So
that was pretty much my gut reaction to learning of the federal lawsuit filed
Tuesday against the Chicago Public Schools on account of actions at one
Northwest Side school where administrators seemed to have a hang-up about their
teachers who became pregnant.
IT
SEEMS THAT teachers at the Scammon Elementary School who became impregnated
found themselves facing harassment in terms of lower performance evaluation
ratings and demotions in terms of class assignments.
It
seemed as though school officials, according to the lawsuit now pending in U.S.
District Court, wanted to discourage those teachers enough that they would
quit. In some cases, those teachers didn’t seem to take the hint, and wound up
being fired from their jobs – even some who had been around long enough to have
acquired tenure.
The
lawsuit contends that since 2009, eight teachers lost their jobs under such
circumstances. Two of them filed a complaint with the Equal Employment
Opportunity Commission, which found enough evidence to support claims that the
Civil Rights Act was violated.
Which
resulted in the lawsuit being filed this week – one that seeks financial
compensation for the teachers who lost their jobs and court-ordered measures
meant to prevent pregnant women from being harassed on the job in the future.
EVEN
AS I write this commentary, I shake my head in disgust and amazement that
anyone capable of getting a job within educational administration could think
that any such behavior could in any be acceptable.
Let
alone legal!
Reading
the accounts of the lawsuit filed in the Chicago Tribune and Chicago Sun-Times,
along with the lawsuit itself made me feel like I was reading some decades-old
account of actions that once might have been thought appropriate – but which we
now realize are so pathetic that we wonder how we ever could have been that
narrow-minded.
Then
again, I’m sure there are behaviors we engage in that people 100 or so years
from now will wonder, “How could they have ever been so clueless?”
SO
CALL ME naïve. I’d like to think this is a lawsuit that will quickly be seen by
Chicago Public Schools officials as an embarrassment, and one that they will
want to work to resolve as quickly as possible.
And
not just by throwing some money at the former teachers to get them to “Shut Up!”
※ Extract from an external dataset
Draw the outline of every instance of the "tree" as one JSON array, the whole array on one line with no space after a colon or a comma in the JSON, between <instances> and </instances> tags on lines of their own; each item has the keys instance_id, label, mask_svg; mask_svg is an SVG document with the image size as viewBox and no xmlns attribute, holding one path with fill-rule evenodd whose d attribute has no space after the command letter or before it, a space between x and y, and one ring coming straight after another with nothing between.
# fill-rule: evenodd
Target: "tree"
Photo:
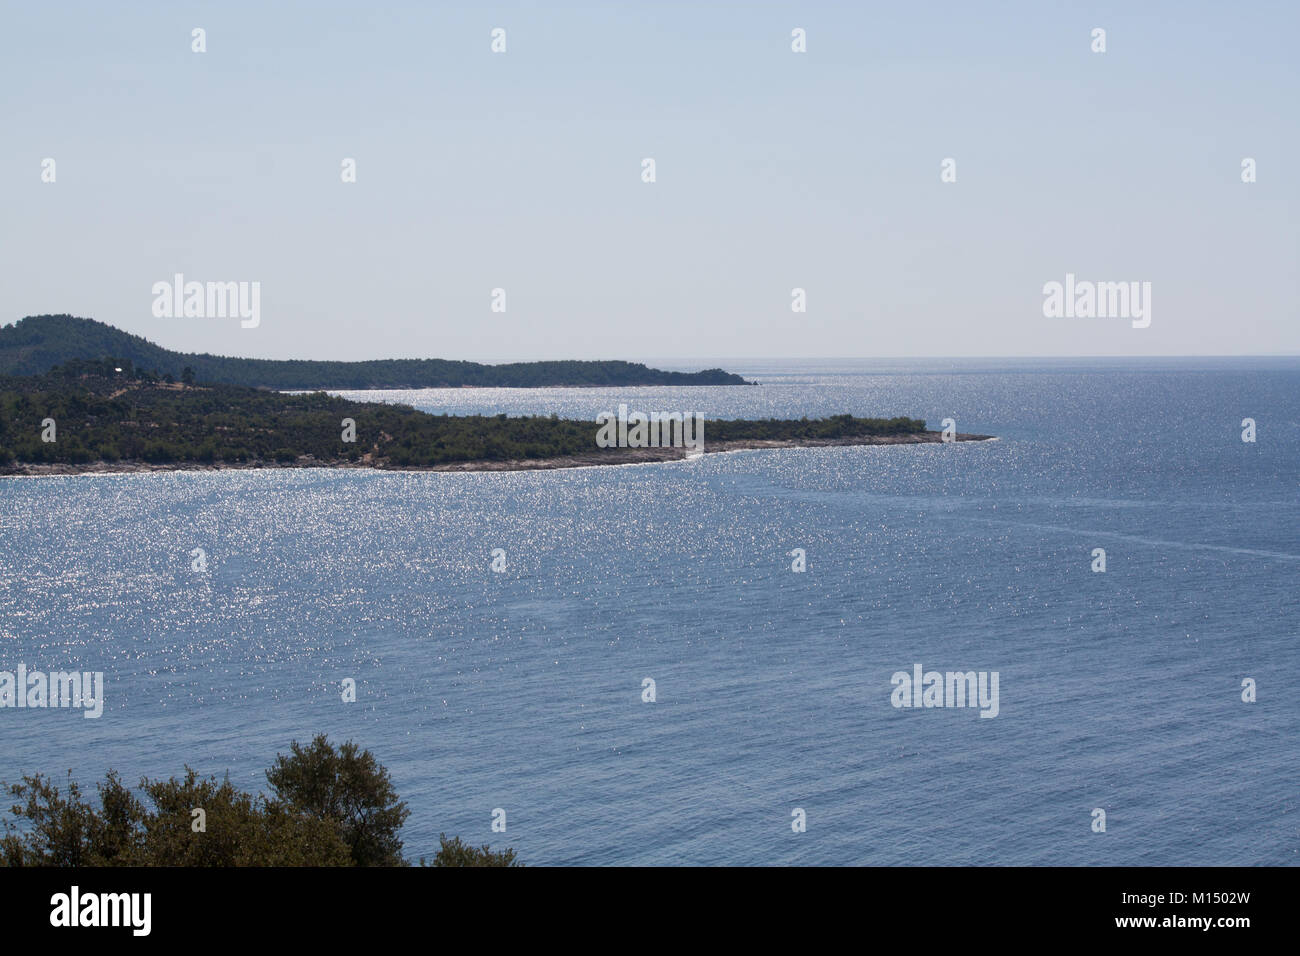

without having to admit any wrong-doing.
Particularly
since it appears this is a matter that the Chicago Teachers Union had been
aware of and had been trying unsuccessfully to get schools officials to address
without having to get the courts involved.
Instead,
it has wound up in the federal court system, where it will wind up being
another blotch on our city’s reputation.
ALTHOUGH
I SUSPECT there will be a few people who will want to dismiss these allegations
in their minds as somehow being interference by the government in a local
school’s administration. Instead of it being what it is – the courts attempting
to protect people when the law is not being followed.
Acting
assistant attorney General Vanita Gupta of the Civil Rights Division had to
make a statement publicly about this lawsuit, saying, “No woman should have to
make a choice between her job and having a family. Federal law requires
employers to maintain a workplace free of discrimination on the basis of sex.”
Which
is sad that it even has to be said publicly.